Question

Let \( A_6 \) be the group of even permutations of 6 distinct symbols. Then the number of elements of order 6 in \( A_6 \) is ..................

Hint:

The number of elements of order 6 in \( A_6 \) is equal to the number of 6-cycles, which is a specific type of permutation.

Answer 1

Correct Answer: 0

1. Element Order in Permutation Groups

The order of a permutation is the Least Common Multiple (LCM) of the lengths of the cycles in its cycle decomposition.

We are looking for permutations in $A_6$ whose cycle structure has an $\text{LCM}$ of 6.

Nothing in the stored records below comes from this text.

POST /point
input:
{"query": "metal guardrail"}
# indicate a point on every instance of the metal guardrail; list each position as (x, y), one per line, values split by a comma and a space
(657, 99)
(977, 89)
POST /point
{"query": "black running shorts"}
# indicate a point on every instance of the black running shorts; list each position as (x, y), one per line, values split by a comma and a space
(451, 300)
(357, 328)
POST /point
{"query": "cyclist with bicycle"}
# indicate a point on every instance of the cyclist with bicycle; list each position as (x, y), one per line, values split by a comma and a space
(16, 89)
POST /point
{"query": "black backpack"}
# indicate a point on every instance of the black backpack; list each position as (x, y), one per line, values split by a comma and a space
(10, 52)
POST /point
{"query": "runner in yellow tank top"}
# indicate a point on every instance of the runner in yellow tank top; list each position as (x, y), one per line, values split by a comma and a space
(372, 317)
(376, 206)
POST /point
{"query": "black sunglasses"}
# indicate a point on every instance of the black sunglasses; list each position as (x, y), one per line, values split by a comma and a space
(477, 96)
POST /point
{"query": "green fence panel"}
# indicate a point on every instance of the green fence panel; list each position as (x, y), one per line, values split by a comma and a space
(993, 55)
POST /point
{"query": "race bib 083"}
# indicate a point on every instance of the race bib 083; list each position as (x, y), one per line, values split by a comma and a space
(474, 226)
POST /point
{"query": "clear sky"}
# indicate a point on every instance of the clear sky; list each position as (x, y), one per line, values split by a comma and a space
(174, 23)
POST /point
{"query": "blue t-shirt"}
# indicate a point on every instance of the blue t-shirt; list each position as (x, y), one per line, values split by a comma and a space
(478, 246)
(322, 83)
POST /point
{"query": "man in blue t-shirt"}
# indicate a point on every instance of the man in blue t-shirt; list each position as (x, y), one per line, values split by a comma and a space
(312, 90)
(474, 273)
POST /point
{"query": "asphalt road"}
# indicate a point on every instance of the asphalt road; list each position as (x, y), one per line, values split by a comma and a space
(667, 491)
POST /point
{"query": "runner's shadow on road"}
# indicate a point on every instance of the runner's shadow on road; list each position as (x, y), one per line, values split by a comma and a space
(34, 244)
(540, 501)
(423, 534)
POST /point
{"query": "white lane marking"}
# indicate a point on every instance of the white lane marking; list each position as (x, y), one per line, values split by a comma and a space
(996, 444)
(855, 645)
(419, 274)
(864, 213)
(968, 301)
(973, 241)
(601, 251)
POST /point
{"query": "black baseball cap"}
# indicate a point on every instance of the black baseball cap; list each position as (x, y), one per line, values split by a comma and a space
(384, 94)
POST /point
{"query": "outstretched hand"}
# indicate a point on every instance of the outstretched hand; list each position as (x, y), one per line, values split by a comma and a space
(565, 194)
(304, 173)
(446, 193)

Possible cycle structures in $S_6$ whose $\text{LCM} = 6$ are:

Cycle Structure	Partition of 6	Order (LCM)	Parity (Must be Even)
$(6)$	$6$	6	Odd
$(3)(2)(1)$	$3+2+1$	$\text{lcm}(3, 2, 1) = 6$	$\text{sign} = (-1)^{3-1} \cdot (-1)^{2-1} = (+1) \cdot (-1) = \text{Odd}$

2. Analysis of Parity

A permutation is in the alternating group $A_n$ if and only if it is an even permutation.

The sign of a $k$-cycle is $(-1)^{k-1}$.

The sign of a permutation is the product of the signs of its disjoint cycles.

Case 1: Cycle of length 6, $(\mathbf{a_1 \ a_2 \ a_3 \ a_4 \ a_5 \ a_6})$

Order: 6

Sign: $(-1)^{6-1} = (-1)^5 = -1$ (Odd permutation)

Result: $\mathbf{A \notin A_6}$

Case 2: Cycles of length 3 and 2, $(\mathbf{a_1 \ a_2 \ a_3})(\mathbf{a_4 \ a_5})$

Order: $\text{lcm}(3, 2) = 6$

Sign: $(\text{sign of 3-cycle}) \cdot (\text{sign of 2-cycle}) = (-1)^{3-1} \cdot (-1)^{2-1} = (+1) \cdot (-1) = -1$ (Odd permutation)

Result: $\mathbf{A \notin A_6}$

Conclusion

Since all possible cycle structures that yield an order of 6 result in an odd permutation, there are no elements of order 6 in the alternating group $A_6$.

Final Answer

The number of elements of order 6 in $A_6$ is $\mathbf{0}$.